Soft skills are essential when evaluating Data professionals. The Data practice is by default cross-functional; the Data team’s core mission is to help the business extract the maximum amount of value from data and become data-driven. Therefore, proximity to the business is indispensable. On the other hand, and especially in the early stages of Data Maturity, the data team also works closely with IT and Software engineering to ensure the robustness and sustainability of the Data Infrastructure. A good Data hire will have the following skills:
Communication: the candidate needs to be a clear and efficient communicator with the ability to adapt to technical and non-technical audiences.
Business knowledge: this is essential to ensure smooth adoption of data initiatives, help data consumers translate data into actionable insights, and know what to prioritize and when.

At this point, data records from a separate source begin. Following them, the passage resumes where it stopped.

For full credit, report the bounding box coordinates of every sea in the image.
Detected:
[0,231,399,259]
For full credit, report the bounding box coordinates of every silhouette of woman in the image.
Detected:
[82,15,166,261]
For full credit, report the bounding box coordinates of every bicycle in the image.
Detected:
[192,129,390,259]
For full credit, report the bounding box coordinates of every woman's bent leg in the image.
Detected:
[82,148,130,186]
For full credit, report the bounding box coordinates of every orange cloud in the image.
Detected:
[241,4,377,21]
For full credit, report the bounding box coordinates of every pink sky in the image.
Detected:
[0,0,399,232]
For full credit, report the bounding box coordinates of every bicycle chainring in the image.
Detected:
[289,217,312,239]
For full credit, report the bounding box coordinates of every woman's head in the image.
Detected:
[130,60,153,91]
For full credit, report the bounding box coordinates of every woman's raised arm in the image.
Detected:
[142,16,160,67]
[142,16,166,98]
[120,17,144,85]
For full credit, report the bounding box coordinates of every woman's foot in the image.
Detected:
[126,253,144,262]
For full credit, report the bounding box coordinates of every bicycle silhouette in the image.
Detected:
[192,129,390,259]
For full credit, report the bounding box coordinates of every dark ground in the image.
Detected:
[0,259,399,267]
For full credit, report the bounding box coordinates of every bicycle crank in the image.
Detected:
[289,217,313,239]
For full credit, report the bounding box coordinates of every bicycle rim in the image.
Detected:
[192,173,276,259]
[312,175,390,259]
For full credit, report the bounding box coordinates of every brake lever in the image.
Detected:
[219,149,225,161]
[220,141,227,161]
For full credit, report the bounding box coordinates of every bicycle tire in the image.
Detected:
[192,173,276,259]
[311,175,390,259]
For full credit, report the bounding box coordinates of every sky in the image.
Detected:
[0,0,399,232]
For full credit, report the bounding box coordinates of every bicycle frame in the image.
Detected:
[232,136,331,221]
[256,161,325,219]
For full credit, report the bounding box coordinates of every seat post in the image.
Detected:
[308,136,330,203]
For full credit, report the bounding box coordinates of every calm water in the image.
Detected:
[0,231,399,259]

Ethics and Security-first mindset: in the early stages, your processes are probably still vulnerable and lack data privacy and security. The right hire will ensure that best practices are researched and implemented to build the proper foundation for Data Protection and Compliance with Data regulations even at an early stage.
Flexibility and Adaptability: the data team needs to be able to adapt to your company’s growth and the business considerations that might result from it, but also to the fast-paced nature of the data infrastructure and tooling industry.
V. Things to keep in mind
Be business-focused: Most companies are not in the business of doing analytics for analytics, they grow through other means, and analytics is meant to serve growth.
Do not underestimate internal evangelism — your organization needs strong executive buy-in and data leadership to foster data culture.
Data leadership is essential to avoid a fractured data organization where business departments are not getting the help they need from the Data Team and are consequently constrained to hire other analysts.
Communicate the expectations from the data team. Business unit leaders will get very excited about working with a data team. However — as resources will be limited at first — it is vital to set the right expectations from the beginning.
Branding is key. Creating a coherent image of the data team will affect how the rest of the organization sees and interacts with it.
Do not underestimate the technical debt. Learn about the past before the team existed. Many in-house debts (very long SQL queries, spreadsheets, etc.) were done as a temporary solution. It is essential to demonstrate the importance of changing existing data practices within the organization by showcasing valuable examples and case studies. This is especially important if trust needs to be restored within the team.
Define clear success KPIs. As a general rule, these need to support ROI rather than directly impacting it.
Building a data practice is not only about making technological choices; and you will likely have to start with a first iteration and expect it to evolve as your business grows. Although there is no one size fits all approach, there are some best practices that I have gathered from my experience and the many conversations I have had with data leaders around the topic. Starting with the “why,” it is essential to set the right objectives for your modern data team by assessing your organization’s data maturity. Companies with different data maturity stages have different needs, which should drive the choices you make when creating your team. In addition, you need to define a clear role for the data team within the organization to avoid silos and unclear ownership. On top of this, you need to pick the best data stack and data platform for your organization. And while it might not be able to fit all considerations, this blog aims to provide you with an overview of best practices and a non-exhaustive list of recommendations to overcome some non-technical challenges that may arise when building a modern data team. While considering the non-technical challenges organizations face during the team creation phase, the technical aspects also deserve detailed attention. I will be discussing these at length in another blog.